# Instant refunds



## FLKeys (Dec 27, 2018)

Who uses a company that offers instant refunds? What is the going rate for that service?

One of my coworkers said she got her refund yesterday, I asked her how the IRS is not even accepting returns yet? She said her tax guy gave her an instant refund. She would not say what she paid for the instant refund. I just shook my head and walked away. Sounds like predatory lending to me.


----------



## Older Chauffeur (Oct 16, 2014)

FLKeys said:


> Who uses a company that offers instant refunds? What is the going rate for that service?
> 
> One of my coworkers said she got her refund yesterday, I asked her how the IRS is not even accepting returns yet? She said her tax guy gave her an instant refund. She would not say what she paid for the instant refund. I just shook my head and walked away. Sounds like predatory lending to me.

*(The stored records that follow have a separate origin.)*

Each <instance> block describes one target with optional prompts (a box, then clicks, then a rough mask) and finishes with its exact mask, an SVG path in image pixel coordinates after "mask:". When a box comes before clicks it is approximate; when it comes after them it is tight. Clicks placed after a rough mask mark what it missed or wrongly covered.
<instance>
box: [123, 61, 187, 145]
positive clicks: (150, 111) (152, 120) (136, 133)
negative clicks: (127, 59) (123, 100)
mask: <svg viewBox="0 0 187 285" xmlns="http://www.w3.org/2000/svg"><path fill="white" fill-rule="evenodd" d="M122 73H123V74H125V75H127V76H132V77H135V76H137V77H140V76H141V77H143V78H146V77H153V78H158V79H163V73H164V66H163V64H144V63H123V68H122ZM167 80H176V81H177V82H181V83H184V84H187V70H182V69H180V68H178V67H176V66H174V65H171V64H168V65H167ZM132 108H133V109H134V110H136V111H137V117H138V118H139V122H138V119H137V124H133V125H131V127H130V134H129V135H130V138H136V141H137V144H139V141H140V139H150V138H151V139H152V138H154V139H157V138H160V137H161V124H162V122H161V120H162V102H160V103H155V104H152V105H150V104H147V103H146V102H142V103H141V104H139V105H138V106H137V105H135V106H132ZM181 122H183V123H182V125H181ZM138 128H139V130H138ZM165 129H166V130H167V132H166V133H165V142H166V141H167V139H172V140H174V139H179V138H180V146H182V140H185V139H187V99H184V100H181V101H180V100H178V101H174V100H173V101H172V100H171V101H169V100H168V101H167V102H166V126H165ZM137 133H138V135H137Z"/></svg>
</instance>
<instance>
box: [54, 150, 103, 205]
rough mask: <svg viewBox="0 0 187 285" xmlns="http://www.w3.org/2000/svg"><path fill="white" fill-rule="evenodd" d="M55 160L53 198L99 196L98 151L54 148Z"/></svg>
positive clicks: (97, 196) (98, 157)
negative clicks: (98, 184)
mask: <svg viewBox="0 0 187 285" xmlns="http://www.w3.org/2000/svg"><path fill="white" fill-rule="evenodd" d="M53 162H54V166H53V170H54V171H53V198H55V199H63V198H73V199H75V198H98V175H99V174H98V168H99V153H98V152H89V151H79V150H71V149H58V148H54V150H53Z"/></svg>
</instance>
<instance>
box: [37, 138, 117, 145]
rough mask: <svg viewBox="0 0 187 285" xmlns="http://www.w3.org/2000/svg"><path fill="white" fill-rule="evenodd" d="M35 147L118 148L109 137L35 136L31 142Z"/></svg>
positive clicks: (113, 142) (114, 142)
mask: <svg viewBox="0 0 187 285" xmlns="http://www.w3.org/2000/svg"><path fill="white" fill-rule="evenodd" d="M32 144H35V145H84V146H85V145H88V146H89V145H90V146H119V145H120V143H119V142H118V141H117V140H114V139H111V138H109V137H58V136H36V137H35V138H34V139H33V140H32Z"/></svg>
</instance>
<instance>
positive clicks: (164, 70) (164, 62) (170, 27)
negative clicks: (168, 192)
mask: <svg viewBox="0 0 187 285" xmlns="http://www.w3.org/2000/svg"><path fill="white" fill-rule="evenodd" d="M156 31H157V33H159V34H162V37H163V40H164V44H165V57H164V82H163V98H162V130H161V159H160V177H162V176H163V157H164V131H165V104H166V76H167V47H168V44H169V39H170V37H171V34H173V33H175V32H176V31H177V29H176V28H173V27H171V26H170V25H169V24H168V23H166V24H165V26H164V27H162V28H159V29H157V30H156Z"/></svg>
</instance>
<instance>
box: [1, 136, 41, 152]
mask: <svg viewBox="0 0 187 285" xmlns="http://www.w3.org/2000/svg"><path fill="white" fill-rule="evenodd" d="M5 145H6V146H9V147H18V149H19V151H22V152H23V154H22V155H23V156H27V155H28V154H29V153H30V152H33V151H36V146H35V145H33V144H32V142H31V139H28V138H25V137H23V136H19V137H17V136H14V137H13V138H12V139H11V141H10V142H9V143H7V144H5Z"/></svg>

I don't use them, but I believe H and R Block offers rapid refunds. They claim it's an interest free loan, but there are some fees involved.


----------



## Stevie The magic Unicorn (Apr 3, 2018)

Older Chauffeur said:


> I don't use them, but I believe H and R Block offers rapid refunds. They claim it's an interest free loan, but there are some fees involved.


Like having to pay way too much to file a tax return by having H&R block file your return for you...

So free is a subjective term.

Also you folks need to keep in mind that filing as a 1099 employee usually costs an arm and a leg


----------



## Daisey77 (Jan 13, 2016)

All those stimulus checks that did not come through are because of these types of refunds. All those stimulus checks went into those fake accounts that are temporarily set up for your tax refund to go into. That way whoever processed your tax return is able to access that money. They're essentially loaning you the money up front and then taking your return to pay it back plus interest. So keep that in mind in case there's any future stimulus checks coming in


----------